Low Mileage Kitchen: Find the Italians, quick!

Fall fruit coffeecake

(Al Podgorski~Chicago Sun-Times) Photo styling by Judith Dunbar Hines.

Cooks who prefer to use what is most local and most seasonal religiously watch the calendar and the farmers markets for certain products that have the briefest of seasons. We breathlessly wait for those first strawberries or rhubarb in the spring.

We rhapsodize about summer’s tomatoes, the perfect August peach — and then suddenly it is October and the markets begin to slim down or close.

That’s when I know it’s time to search for plums. Not just any plums, although there are many choices from pale yellow-green to blackest black from which to choose.

But when the Italians arrive, I’m right there with my shopping bag at the ready.

Smaller and more egg-shaped than their plump cousins, Italian plums are dark blue with a powdery bloom much like blueberries.

They should be firm with only the slightest give when tenderly squeezed. The pulp is olive green and dense and when cut, a perfectly ripe one will easily give up its seed.

When cooked, oh the glorious fuchsia color it turns!

As you might guess from its botanical name, Prunica domestica, most of the country’s yield ends up commercially dried and sold as prunes.
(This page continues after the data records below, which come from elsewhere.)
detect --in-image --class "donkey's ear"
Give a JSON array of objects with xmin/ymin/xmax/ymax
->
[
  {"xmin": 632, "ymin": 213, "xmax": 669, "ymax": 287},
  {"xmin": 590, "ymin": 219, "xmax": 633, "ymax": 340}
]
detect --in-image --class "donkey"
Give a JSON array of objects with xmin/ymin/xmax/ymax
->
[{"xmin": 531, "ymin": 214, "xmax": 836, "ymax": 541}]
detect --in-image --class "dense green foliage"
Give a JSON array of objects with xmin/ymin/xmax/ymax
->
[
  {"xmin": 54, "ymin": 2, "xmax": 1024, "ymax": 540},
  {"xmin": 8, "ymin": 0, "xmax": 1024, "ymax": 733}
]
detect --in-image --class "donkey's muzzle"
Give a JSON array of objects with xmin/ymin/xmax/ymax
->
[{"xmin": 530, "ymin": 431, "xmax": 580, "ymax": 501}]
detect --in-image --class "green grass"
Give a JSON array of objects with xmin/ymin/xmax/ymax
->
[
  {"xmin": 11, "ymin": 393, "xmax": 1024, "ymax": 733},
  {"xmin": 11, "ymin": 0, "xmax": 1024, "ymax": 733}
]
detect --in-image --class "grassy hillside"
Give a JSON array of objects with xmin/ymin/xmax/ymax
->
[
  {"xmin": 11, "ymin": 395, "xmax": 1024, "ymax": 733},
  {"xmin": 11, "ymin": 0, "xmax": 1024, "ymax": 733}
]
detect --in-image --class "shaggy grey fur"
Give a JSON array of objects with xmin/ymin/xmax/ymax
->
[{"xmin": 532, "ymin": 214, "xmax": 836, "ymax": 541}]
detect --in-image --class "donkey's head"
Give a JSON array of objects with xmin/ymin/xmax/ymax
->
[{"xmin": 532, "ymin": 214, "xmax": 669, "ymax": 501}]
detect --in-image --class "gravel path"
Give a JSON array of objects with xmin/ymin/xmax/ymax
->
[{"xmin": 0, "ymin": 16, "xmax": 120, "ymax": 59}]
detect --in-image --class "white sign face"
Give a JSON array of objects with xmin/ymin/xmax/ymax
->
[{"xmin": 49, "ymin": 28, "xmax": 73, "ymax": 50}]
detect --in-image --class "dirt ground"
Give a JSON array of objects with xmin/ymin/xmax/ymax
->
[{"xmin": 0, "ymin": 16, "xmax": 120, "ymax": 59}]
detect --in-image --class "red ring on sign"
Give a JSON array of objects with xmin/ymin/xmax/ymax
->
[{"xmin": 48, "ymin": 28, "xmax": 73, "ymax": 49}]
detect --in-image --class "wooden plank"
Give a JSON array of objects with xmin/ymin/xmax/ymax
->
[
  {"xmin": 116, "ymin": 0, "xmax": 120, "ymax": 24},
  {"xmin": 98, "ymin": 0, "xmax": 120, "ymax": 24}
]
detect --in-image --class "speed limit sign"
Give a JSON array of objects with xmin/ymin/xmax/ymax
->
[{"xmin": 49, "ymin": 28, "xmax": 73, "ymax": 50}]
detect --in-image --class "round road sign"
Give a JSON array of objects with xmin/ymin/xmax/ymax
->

And certainly prunes have their place, especially when used to stuff a winter pork roast or wrapped with bacon as an hors d’oeurve. While dried prunes are readily available year-round, make the most of the fresh fruit just off the tree during its very short presence.

For jams or desserts, match Italian plums with vanilla, nutmeg or lemon rind. In savory dishes, pair them with ricotta or chevre cheese, arugula, fennel, basil, bacon or lamb.

The first thing I think of when I finally get my hands on a sackful is to make a coffeecake.

We don’t take time these days to sit down with neighbors over a cup of afternoon coffee as our grandmothers did, but this cake also is perfect for a weekend brunch or a simple, not-too-sweet dessert.

In fact, this recipe is one that adapts very easily once the fleeting plum season passes; sliced apples and pears work just as well.

One charming advantage of using the Italian plums however, is how they gather their sweet juices and turn them into a jam-like puddle in the cup formed in their pitted center as they sit, cut side up, on top of the coffeecake

Serve this fluffy cake slightly warm. And, if you can part with it, share with a neighbor.

It could be just what is needed to promote the return of the neighborly coffee klatsch.